Scientists at the First Affiliated Hospital of the University of Science and Technology of China report that an in‑body CD8 T‑cell‑targeted lipid nanoparticle delivering CD19 CAR mRNA (HN2301) produced short‑lived CAR T cells that quickly removed B cells and lowered disease activity in five patients with medication‑resistant systemic lupus erythematosus.
Lupus is a long‑term autoimmune condition in which the immune system creates antibodies that attack the body’s own tissues, causing inflammation and damage to organs such as the kidneys, joints, skin, and nervous system. Existing therapies—mainly corticosteroids and immunosuppressants—aim to reduce inflammation, yet patients often experience relapses and resistance, underscoring a need for treatments that can sustain remission.
Autologous CD19 CAR T‑cell therapy has shown promise in autoimmune diseases, but high cost and the need for conditioning chemotherapy limit its widespread adoption. Strategies that generate CAR T cells directly in the body using lipid nanoparticles or lentiviral vectors have been described previously, yet their clinical efficacy and safety in autoimmune disease remain unclear.
In a letter to the editor titled “In Vivo CD19 CAR T-Cell Therapy for Refractory Systemic Lupus Erythematosus,” published in The New England Journal of Medicine as a Correspondence, researchers share the outcomes of a feasibility study in five lupus patients.
All five participants had previously failed multiple standard therapies; every patient except Patient 4 also had lupus nephritis. HN2301 was given on a three‑dose exploratory schedule: 2 mg for Patients 1 and 2, and 4 mg for Patients 3, 4, and 5.

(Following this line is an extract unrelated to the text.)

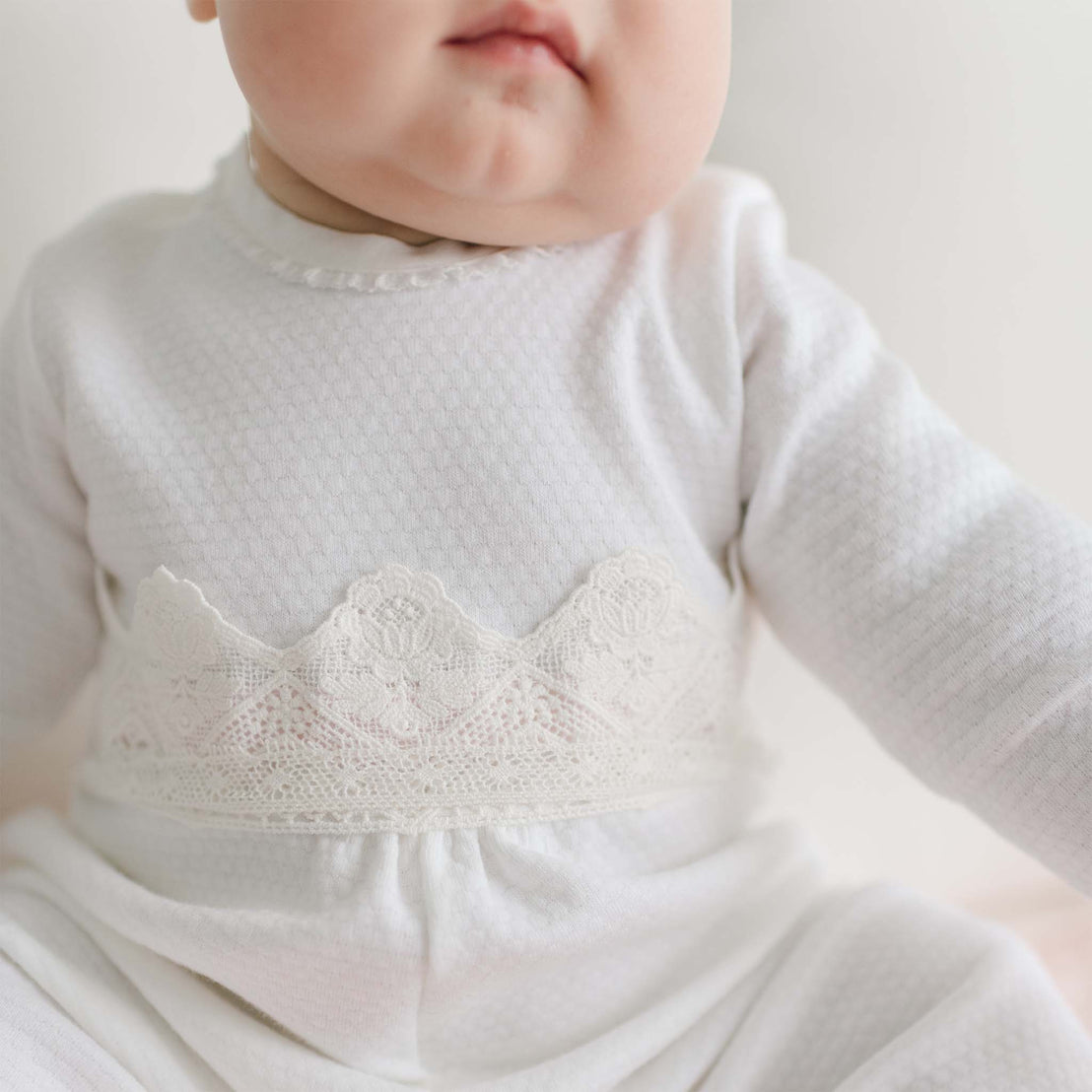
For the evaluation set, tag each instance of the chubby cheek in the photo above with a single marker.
(312, 67)
(659, 99)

CD8⁺ CD19 CAR T cells could be detected in peripheral blood within six hours of infusion. CAR T‑cell and mRNA levels peaked at six hours after each dose and returned to baseline within two to three days. Off‑target CAR expression on non‑CD8⁺ T cells was below 10 %. CD69 up‑regulation appeared on CD8⁺ T cells but not on CD4⁺ T cells.
Within six hours after the first treatment, circulating B cells fell sharply at the 2 mg dose and were virtually wiped out—fewer than one B cell per microliter—at the 4 mg dose, with depletion lasting seven to ten days.
No severe cytokine release syndrome (grade 3/4) or immune‑effector‑cell‑associated neurotoxicity occurred. Elevated C‑reactive protein and interleukin‑6 were observed, and three patients received a single dose of tocilizumab for cytokine release management.
Liver enzymes remained normal, and no cytopenia beyond a transient lymphocyte drop was reported. In Patients 4 and 5, anti‑nucleosome and anti‑double‑stranded DNA antibodies decreased markedly, with low complement levels returning to normal.
Three months after HN2301 administration, systemic lupus erythematosus disease activity scores (SLEDAI‑2000) declined in all five patients. Although the data are limited, they suggest early evidence of an immune reset.
The authors conclude that in‑vivo CAR T‑cell therapy can generate functional CD19 CAR T cells in lupus patients that deplete B cells and modulate disease‑related autoantibodies and clinical activity. Additional data and longer follow‑up are necessary to determine the durability of this preliminary signal.